Liberal Congressman Agrees With Glenn Beck on Toxicity of Stealth Puerto Rico Status Bill
Don't tell anybody but Congress is scheduled to vote today on H.R. 2499, a bill that could end up paving the way to Puerto Rican statehood, that is being presented with such incredible stealth that it has been given almost no coverage in the mainstream media. In fact, about the only person in the media shining a light on this bill until recently has been Glenn Beck. Liberals can be expected to write off Beck's criticisms of H.R. 2499 as just another example of "right-wing kookery." Frances Martel of Mediaite has already mocked Beck for his opposition to this bill.
However, liberals will have a hard time writing off similar criticisms of the stealth Puerto Rico status bill being made by liberal Democrat Luis Gutierrez of Illinois who is of Puerto Rican descent. While reading Guiterrez slamming H.R. 249 in his Huffington Post blog, you sometimes have to slap yourself as a reminder that these criticisms are not coming from a conservative Republican...or Glenn Beck:
H.R. 2499, the Puerto Rico statehood bill was brought to the House this week after a surprise announcement last Thursday. Debate on this bill has been severely limited by the way Democratic Leaders are managing the process. Democratic Puerto Rican Members of Congress are being shut out of the process and will be severely limited in their ability to debate the bill and offer amendments. Under the current Democratic Leadership, there will be less opportunity for Members and for the people of Puerto Rico to gain a better understanding of the bill.

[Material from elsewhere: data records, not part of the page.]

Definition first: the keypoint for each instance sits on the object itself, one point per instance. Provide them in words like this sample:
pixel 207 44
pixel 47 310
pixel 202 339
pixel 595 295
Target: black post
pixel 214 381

Remember, this is Congressman Luis Guitierrez writing, not Glenn Beck. And from here, his criticisms of the Puerto Rico status bill becomes even harsher:
In my opinion, this bill is the political equivalent of a shady Goldman Sachs derivative: It's secretive. It lacks transparency. It's likely to blow up down the road and cause systemic risk to our democracy. And those who put this political derivative together don't really tell you what this is really about and will play dumb when it explodes.

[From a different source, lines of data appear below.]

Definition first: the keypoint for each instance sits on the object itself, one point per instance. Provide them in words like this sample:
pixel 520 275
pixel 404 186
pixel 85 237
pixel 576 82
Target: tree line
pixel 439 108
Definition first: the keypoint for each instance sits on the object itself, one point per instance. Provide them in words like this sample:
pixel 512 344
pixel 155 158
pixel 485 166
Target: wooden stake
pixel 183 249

I get more time to debate renaming a Post Office than I will get to debate a bill that could make Puerto Rico the fifty-first state.

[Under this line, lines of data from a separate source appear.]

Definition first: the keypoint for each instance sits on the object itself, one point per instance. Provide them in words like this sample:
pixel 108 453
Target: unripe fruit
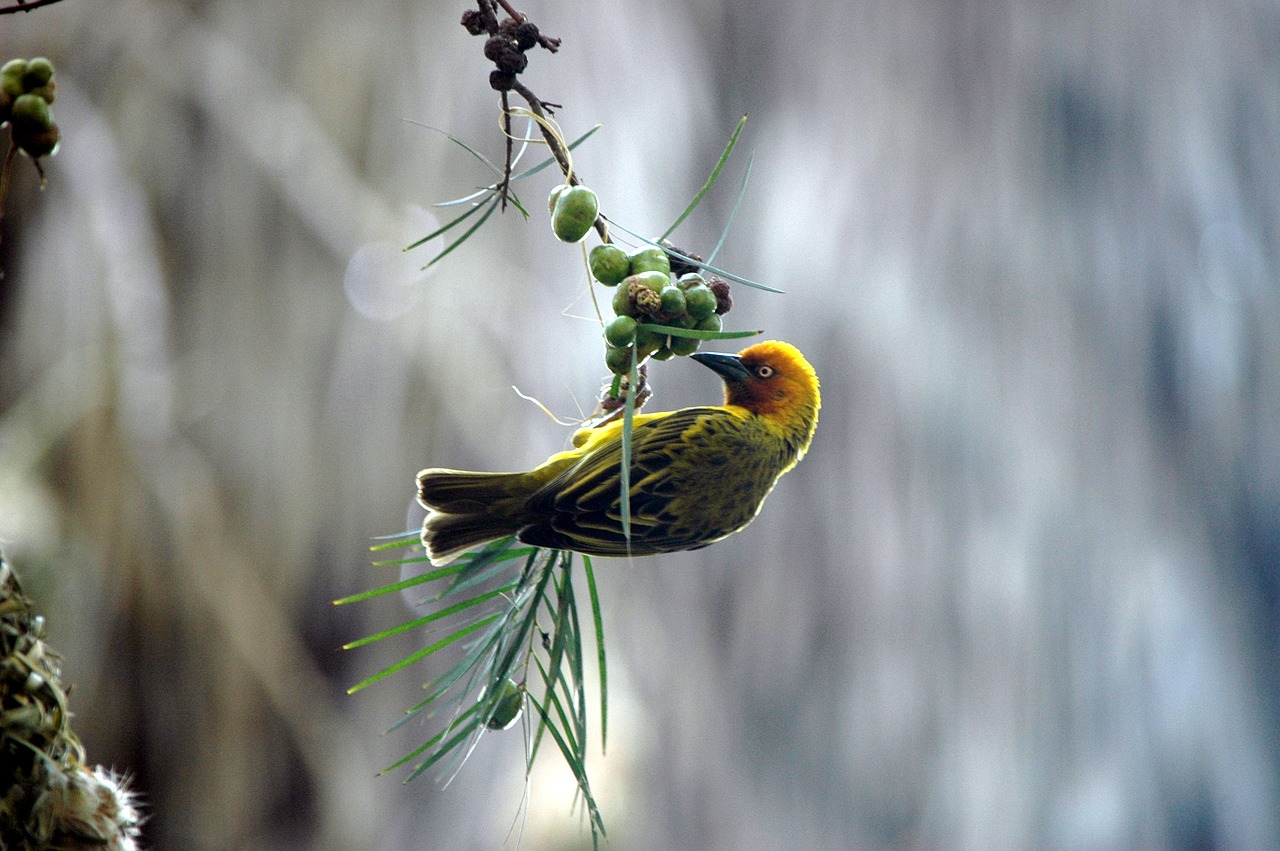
pixel 10 77
pixel 622 305
pixel 700 302
pixel 31 114
pixel 510 705
pixel 557 191
pixel 39 72
pixel 575 213
pixel 618 360
pixel 650 259
pixel 609 264
pixel 672 301
pixel 621 330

Not Glenn Beck! Not Glenn Beck! Just thought I would have to remind you again. And now a shocker from Guiterrez who actually praises (and implicity slams Nancy Pelosi) former Speaker of the House Newt Gingrich for his handling of another Puerto Rico status bill:
When a similar Puerto Rico bill came up under Speaker Newt Gingrich's Republican controlled Congress a decade ago, it was the product of lengthy and thorough hearings and an open and fair process. Now, under Democratic Leadership, we get one hearing, no forewarning, no companion Senate bill, and a debate only a few seconds longer than a NASCAR pit-stop.
Then, I was given time to offer seven amendments. Then I was able to clarify the bill for the Puerto Rican people. Then, each of my seven amendments got 30 minutes of floor time for debate. Flash forward to now. Now a Democratic Majority Congress is only allowing me two of the 16 amendments I offered in the Rules Committee on Wednesday. Now I only have 10 minutes to debate each one.
Then was then this is now.
This means Speaker Gingrich, not a Speaker I voted for, not MY Speaker, allowed me 210 minutes of debate on my amendments alone, and under Democratic Leadership I get two amendments at ten-minutes each.
What's the rush? Something is wrong with this picture. It just does not add up.
Pinch yourself again to remind yourself that you are not reading Glenn Beck:
It is designed to craft an artificial majority for statehood where none exists now. Every time the people of Puerto Rico have been consulted on this issue through a plebiscite they've said NO to Statehood. NO to Statehood in 1967. NO to Statehood in 1993. NO to Statehood in 1998. This should be called the "Don't you dare say NO to Statehood Bill".
Of course, Gutierrez has come out firmly against H.R. 2499:
For the first time I can remember, I am planning to vote against the rule crafted by my party to govern the floor debate of this bill (H.R. 2499). It is a vote I did not expect to have to cast and is a deep disappointment. But I'm left with no choice.
So, Luis, how is that "transparency" that President Obama promised working out for you?